Don’t use bleach! Bleach and other harsh chemicals will destroy the bacteria in the solids compartment. There is also no need for harsh chemical cleaners.

Keep it natural, and you should be alright.  

How to Empty the Waste from a Composting Toilet

Some toilets are a little different.

Some have a solids container that can come out to be emptied like the Separett or OGO, and others do not like the Nature’s Head or Air Head.

The same goes for the liquids container.  

Emptying the Solids Container

  1. Glove Up: Always wear gloves and grab paper towels. You don’t want direct contact with the waste.
  2. Scoop It or Dump it: Dump the solids in a bag, compost pile, or bury it in the ground. Use a small shovel to remove any solid waste from the bowl.
  3. Flush and Scrub: Flush the bowl with water and clean it with a brush.
  4. Air Dry: Let the bowl air dry completely while you wipe down the other toilet components.
  5. Add Fresh Medium: A new batch of medium should be added to the solids container to reinstall the container. 

Pro-Tip: If you have the right mixture of medium, most of the solids will fall out easily. 

Emptying the Urine Canister

  1. Separate Container if you don’t have a urine diverter: Use a separate container for liquid waste unless you are lucky enough to have a urine diverter. 
  2. Disposal: Empty the liquid waste into a designated area or use it as a diluted fertilizer for non-edible plants. Some choose to empty in a public bathroom or other similar drain.
  3. Cleaning: Rinse the urine container with natural cleaners to prevent smells and reinstall. 

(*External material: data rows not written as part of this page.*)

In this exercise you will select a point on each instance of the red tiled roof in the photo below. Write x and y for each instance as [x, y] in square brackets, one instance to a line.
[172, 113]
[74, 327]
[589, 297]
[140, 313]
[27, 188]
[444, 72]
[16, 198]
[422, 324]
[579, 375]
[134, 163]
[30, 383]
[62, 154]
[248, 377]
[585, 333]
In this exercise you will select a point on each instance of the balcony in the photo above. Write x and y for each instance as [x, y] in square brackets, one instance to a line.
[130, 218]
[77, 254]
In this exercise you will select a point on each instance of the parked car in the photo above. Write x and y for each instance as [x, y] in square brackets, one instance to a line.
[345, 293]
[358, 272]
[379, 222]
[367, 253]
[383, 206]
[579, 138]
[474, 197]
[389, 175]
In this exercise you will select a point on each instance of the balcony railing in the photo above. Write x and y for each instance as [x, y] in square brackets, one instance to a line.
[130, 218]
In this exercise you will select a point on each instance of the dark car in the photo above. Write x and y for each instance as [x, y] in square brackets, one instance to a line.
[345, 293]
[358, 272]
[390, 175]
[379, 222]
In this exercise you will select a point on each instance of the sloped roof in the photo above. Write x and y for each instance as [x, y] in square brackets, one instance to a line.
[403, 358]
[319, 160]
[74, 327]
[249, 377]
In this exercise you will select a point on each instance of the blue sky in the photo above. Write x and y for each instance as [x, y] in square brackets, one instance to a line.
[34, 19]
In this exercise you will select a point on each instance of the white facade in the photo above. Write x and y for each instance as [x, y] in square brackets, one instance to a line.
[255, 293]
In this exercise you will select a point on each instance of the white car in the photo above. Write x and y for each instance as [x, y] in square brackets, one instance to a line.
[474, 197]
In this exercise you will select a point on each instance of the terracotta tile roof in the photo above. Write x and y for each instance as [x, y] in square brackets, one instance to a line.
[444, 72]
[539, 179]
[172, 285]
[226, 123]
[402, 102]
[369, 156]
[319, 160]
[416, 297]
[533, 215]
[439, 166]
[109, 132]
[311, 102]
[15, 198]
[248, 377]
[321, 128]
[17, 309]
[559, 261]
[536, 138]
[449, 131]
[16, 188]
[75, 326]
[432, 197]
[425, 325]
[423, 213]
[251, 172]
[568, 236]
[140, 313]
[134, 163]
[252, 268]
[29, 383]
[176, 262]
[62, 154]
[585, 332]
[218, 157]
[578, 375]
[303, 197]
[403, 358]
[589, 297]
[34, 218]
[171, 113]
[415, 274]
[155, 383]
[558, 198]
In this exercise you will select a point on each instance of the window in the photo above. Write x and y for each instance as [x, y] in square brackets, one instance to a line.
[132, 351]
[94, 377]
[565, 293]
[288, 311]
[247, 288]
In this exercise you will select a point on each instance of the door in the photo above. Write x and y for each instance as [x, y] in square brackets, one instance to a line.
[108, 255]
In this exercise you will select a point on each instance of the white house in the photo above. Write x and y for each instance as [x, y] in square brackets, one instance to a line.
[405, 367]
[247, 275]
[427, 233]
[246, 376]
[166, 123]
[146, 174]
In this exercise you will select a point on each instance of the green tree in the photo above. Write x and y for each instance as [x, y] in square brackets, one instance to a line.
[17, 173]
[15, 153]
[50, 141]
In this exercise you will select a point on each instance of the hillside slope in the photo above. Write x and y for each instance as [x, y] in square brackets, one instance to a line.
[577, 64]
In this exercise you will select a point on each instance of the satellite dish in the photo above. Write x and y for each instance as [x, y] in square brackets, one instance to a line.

Pro-Tip: If you are more remote or off-grid, don’t empty your urine in a stream or too close to your RV or camper van. 

Maintaining and Cleaning the Accessories of the Toilet

Keeping the accessories of your composting toilet in top shape is crucial for its overall performance. Here’s what may also need to be cleaned:

  • Vent Fan: Aerobic bacteria help break down waste in a composting toilet. They need air to work well. Make sure to dust off the fan regularly. 
  • Filters: Replace any filters as the manufacturer recommends to ensure effective odor control.
  • Seals and Gaskets: Check for wear and tear and replace as needed to prevent leaks.
  • Handles and Levers: Wipe down with a damp cloth and mild cleaner to keep them germ-free.

How often should I empty and clean my composting toilet?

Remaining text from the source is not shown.